Finite element approximation to the non-stationary quasi-geostrophic equation

¹ Division of Applied Mathematics, 182 George Street, Brown University, Providence, RI 02912, USA
² Department of Mathematics, Birla Institute of Technology & Science-Pilani, K.K. Birla Goa Campus, NH 17 B, Zuarinagar, Goa 403726, India
³ School of Mathematics and Computing (Computational Science & Engineering), Yonsei University, Seoul 03722, Korea

^* Corresponding author: amiyap@goa.bits-pilani.ac.in

Received: 19 August 2024
Accepted: 20 May 2025

Abstract

In this paper, C¹-conforming element methods are analyzed for the stream function formulation of a single layer non-stationary quasi-geostrophic equation in the ocean circulation model.

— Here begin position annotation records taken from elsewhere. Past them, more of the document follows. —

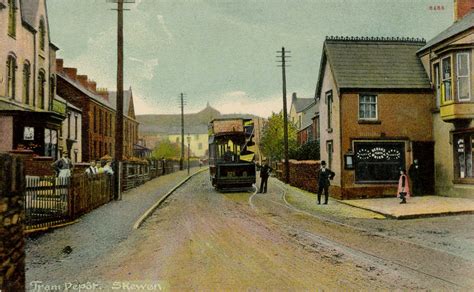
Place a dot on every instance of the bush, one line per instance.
(308, 151)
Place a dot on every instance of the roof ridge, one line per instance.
(377, 39)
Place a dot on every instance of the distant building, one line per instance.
(374, 101)
(30, 118)
(449, 61)
(98, 109)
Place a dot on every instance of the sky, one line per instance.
(224, 51)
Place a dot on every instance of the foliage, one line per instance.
(272, 141)
(167, 149)
(308, 151)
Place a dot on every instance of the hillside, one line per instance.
(194, 123)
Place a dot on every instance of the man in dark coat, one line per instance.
(416, 177)
(264, 174)
(325, 174)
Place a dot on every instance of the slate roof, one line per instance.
(457, 27)
(374, 63)
(308, 115)
(301, 103)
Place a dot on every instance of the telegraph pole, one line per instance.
(119, 106)
(181, 166)
(283, 65)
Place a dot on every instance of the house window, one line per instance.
(464, 155)
(367, 107)
(446, 79)
(41, 90)
(329, 108)
(378, 162)
(330, 151)
(12, 18)
(42, 34)
(26, 82)
(11, 78)
(463, 77)
(52, 88)
(437, 84)
(75, 127)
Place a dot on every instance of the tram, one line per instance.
(232, 153)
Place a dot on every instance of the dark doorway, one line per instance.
(424, 152)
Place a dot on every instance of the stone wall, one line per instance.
(12, 253)
(303, 174)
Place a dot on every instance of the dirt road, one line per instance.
(203, 239)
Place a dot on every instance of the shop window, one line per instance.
(446, 79)
(463, 77)
(437, 84)
(463, 151)
(378, 162)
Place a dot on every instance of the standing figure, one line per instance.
(416, 177)
(92, 170)
(63, 166)
(403, 187)
(163, 165)
(264, 174)
(325, 174)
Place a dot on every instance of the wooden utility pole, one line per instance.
(283, 65)
(181, 160)
(119, 105)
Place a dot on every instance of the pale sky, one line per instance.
(224, 51)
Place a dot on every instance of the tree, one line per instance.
(167, 149)
(272, 141)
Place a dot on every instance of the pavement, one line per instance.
(416, 207)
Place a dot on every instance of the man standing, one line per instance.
(416, 177)
(264, 174)
(325, 174)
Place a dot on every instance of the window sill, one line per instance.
(370, 122)
(465, 181)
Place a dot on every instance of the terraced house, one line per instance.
(30, 118)
(375, 103)
(448, 60)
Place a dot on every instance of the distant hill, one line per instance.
(195, 123)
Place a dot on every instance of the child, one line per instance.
(403, 187)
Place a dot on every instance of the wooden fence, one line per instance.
(50, 201)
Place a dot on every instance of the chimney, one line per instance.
(83, 80)
(71, 72)
(92, 85)
(103, 92)
(59, 65)
(462, 8)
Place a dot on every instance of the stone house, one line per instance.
(374, 102)
(449, 61)
(30, 118)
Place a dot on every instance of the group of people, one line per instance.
(326, 175)
(63, 167)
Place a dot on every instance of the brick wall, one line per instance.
(12, 253)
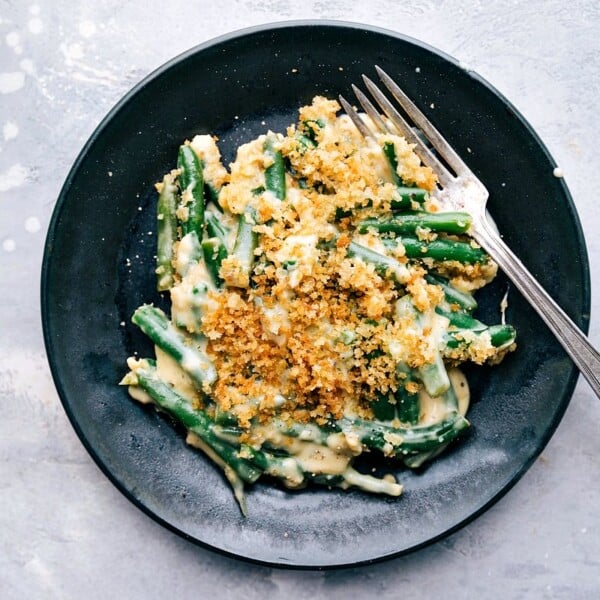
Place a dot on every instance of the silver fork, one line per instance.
(461, 190)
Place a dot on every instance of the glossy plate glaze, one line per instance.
(98, 267)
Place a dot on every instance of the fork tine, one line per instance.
(444, 176)
(424, 124)
(370, 109)
(355, 118)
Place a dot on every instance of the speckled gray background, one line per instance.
(65, 532)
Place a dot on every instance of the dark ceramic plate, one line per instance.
(98, 268)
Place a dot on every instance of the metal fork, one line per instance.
(461, 190)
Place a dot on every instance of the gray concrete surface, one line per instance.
(65, 531)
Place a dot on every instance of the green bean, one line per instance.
(384, 265)
(453, 296)
(401, 441)
(243, 249)
(406, 194)
(448, 222)
(216, 228)
(434, 376)
(214, 253)
(275, 172)
(407, 403)
(166, 233)
(193, 360)
(194, 420)
(440, 250)
(501, 336)
(191, 182)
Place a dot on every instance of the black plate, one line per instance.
(98, 268)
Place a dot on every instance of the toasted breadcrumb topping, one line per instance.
(310, 323)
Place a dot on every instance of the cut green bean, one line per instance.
(216, 228)
(407, 403)
(193, 360)
(275, 172)
(166, 233)
(448, 222)
(434, 377)
(401, 441)
(191, 182)
(464, 300)
(440, 250)
(501, 336)
(243, 250)
(384, 265)
(406, 194)
(384, 406)
(194, 420)
(214, 253)
(189, 253)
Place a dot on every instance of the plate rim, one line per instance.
(60, 205)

In its first part, some new regularity results are derived, which show an exponential decay property when the wind shear stress is zero or exponentially decaying. Moreover, when the wind shear stress is independent of time, the existence of an attractor is established. In its second part, finite element methods are applied in the spatial direction, and for the resulting semi-discrete scheme, the exponential decay property and the existence of a discrete attractor are proved. By introducing an intermediate solution of a discrete linearized problem, optimal error estimates are derived both for smooth and non-smooth solutions. Based on the backward Euler method, a completely discrete scheme is obtained and uniform in time a priori estimates are established. Moreover, the existence of a discrete solution is proved by appealing to a variant of the Brouwer fixed point theorem, and then, an optimal error estimate is derived. Finally, several computational experiments with benchmark problems are conducted to confirm our theoretical findings.